Cette note vise à essayer de comprendre, en s’appuyant sur les nombreux travaux et réflexions–essentiellement économiques- disponibles, les enjeux de ce qu’on a appelé un peu vite la régulation des plateformes ou la régulation du numérique. Quels sont les enjeux, que peut-on faire et que faudrait-il faire.
Les enjeux macroéconomiques sont simples, la productivité et la croissance.

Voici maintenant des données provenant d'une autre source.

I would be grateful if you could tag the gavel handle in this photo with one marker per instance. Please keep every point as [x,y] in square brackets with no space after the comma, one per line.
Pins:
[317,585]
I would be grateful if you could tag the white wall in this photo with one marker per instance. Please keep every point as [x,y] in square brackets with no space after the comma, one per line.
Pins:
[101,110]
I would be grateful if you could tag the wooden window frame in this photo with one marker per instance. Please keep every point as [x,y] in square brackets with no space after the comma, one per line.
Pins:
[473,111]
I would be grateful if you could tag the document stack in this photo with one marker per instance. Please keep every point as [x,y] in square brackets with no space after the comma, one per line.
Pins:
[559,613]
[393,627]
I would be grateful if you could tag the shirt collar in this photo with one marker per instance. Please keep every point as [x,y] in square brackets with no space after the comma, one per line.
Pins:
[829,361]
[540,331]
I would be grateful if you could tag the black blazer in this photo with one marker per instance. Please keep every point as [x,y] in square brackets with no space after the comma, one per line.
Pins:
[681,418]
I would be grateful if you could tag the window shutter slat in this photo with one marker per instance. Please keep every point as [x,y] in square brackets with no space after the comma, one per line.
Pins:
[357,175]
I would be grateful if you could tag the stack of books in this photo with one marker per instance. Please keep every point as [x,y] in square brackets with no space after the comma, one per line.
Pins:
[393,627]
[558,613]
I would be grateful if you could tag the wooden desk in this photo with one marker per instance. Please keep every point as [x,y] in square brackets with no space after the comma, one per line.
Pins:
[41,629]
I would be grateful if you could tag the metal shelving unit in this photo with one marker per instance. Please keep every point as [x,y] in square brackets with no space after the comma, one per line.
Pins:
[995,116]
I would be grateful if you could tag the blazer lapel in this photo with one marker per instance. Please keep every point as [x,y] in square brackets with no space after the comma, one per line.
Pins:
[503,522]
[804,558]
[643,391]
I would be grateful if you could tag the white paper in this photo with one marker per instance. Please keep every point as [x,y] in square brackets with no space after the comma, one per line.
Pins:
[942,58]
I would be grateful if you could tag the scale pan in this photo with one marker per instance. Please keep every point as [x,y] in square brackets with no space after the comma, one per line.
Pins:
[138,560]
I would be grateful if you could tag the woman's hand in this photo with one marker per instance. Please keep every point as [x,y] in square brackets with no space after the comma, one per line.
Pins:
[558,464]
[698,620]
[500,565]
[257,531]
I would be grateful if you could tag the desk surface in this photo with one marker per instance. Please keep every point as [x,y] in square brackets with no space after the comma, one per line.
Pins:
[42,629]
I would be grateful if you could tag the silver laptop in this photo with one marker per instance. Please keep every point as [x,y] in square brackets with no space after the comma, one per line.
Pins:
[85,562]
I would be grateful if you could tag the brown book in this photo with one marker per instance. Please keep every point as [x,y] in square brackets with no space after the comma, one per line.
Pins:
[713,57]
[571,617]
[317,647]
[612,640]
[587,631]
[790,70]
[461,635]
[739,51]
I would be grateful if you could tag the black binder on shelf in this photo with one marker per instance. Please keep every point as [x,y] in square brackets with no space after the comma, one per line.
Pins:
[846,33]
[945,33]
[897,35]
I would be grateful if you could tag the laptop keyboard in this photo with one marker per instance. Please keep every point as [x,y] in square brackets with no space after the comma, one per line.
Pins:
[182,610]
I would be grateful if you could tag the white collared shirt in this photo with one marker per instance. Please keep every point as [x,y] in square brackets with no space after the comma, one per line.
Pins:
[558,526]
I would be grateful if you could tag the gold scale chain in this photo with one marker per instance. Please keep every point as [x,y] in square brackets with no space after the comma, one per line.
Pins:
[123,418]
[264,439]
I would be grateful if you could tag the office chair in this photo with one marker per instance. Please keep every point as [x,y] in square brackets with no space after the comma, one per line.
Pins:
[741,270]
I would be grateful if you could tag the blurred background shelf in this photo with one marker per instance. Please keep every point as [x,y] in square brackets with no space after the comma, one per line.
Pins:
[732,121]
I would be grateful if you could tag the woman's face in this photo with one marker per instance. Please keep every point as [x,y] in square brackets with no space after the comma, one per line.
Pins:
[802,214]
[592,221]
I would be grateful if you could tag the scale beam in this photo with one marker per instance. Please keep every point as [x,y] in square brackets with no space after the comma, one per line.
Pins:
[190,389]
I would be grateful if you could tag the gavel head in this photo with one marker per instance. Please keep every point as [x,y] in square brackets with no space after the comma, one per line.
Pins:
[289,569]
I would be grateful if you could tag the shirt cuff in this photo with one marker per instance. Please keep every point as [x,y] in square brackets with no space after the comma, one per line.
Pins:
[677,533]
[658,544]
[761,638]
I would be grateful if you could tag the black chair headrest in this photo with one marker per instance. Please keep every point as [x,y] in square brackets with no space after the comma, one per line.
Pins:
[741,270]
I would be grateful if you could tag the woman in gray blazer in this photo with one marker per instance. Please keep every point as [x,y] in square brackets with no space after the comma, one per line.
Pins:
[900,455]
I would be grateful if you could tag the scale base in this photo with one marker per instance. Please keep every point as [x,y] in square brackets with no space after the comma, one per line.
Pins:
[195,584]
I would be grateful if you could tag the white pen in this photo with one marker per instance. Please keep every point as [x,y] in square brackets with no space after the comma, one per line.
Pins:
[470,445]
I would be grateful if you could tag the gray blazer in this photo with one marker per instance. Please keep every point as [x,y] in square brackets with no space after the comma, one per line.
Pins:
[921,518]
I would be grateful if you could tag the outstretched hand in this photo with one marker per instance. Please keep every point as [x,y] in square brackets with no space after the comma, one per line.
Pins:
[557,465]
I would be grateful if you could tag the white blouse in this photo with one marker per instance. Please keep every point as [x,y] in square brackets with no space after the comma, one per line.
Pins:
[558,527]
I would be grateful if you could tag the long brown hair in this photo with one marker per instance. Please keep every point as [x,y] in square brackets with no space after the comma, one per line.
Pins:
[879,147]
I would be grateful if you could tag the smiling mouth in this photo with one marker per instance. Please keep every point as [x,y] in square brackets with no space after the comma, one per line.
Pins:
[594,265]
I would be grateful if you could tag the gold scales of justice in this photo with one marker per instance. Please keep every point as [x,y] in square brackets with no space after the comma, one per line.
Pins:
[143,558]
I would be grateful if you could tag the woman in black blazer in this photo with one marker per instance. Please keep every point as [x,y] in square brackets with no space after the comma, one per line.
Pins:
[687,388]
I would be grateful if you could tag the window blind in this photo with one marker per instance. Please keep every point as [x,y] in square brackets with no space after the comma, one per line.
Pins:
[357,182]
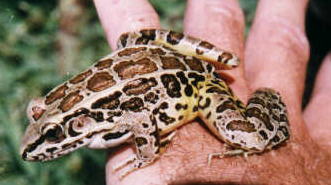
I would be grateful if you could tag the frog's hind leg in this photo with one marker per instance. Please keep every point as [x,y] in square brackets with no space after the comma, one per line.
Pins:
[260,125]
[181,43]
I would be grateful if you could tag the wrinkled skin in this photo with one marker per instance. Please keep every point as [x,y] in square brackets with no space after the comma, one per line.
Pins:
[276,54]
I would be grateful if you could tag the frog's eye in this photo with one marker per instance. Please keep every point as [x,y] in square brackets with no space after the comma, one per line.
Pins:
[36,109]
[53,133]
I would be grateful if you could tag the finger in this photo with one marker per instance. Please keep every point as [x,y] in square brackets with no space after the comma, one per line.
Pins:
[277,49]
[277,52]
[221,23]
[122,16]
[317,113]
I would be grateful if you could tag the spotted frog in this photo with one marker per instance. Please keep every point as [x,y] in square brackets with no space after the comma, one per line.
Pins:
[155,82]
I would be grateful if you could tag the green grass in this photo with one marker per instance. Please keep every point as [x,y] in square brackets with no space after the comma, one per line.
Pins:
[28,68]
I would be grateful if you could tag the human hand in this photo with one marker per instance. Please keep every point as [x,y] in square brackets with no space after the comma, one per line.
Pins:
[276,54]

Face à la faiblesse de la croissance et aux craintes de stagnation séculaire auxquelles sont confrontés les pays industrialisés, l’investissement dans le numérique et sa diffusion dans le tissu national apparaissent, en particulier en France, comme une des marges de manœuvre permettant de desserrer l’étau. La traduction microéconomique est a priori de s’attaquer aux rentes de situation qui empêchent le développement de la productivité, tout en préservant les caractéristiques de notre modèle économique et social (forme d’emploi, sécurité des personnes, blanchiment, pluralisme …).
Comment ?
D’abord, il convient de revenir à des visions sectorielles, par chaine de valeur, et ne pas raisonner seulement en terme de plateforme au sens technique, Uber est en particulier un acteur du transport, AirBnb de l’hôtellerie etc. …. Evidemment il y a de nouvelles chaines de valeur qui se mettent en place. Ensuite il faut avoir conscience qu’aucune action sérieuse n’est possible au plan national, les modèles économiques sont mondiaux. Le droit de la concurrence – qui justement répondrait bien à cette vision sectorielle- est en situation de faiblesse car il ne sait pas encore bien analyser les pratiques de ces nouvelles plateformes au regard des canons du droit de la concurrence. Donc la solution passe par les pays européens à minima voire davantage (ex : fiscalité).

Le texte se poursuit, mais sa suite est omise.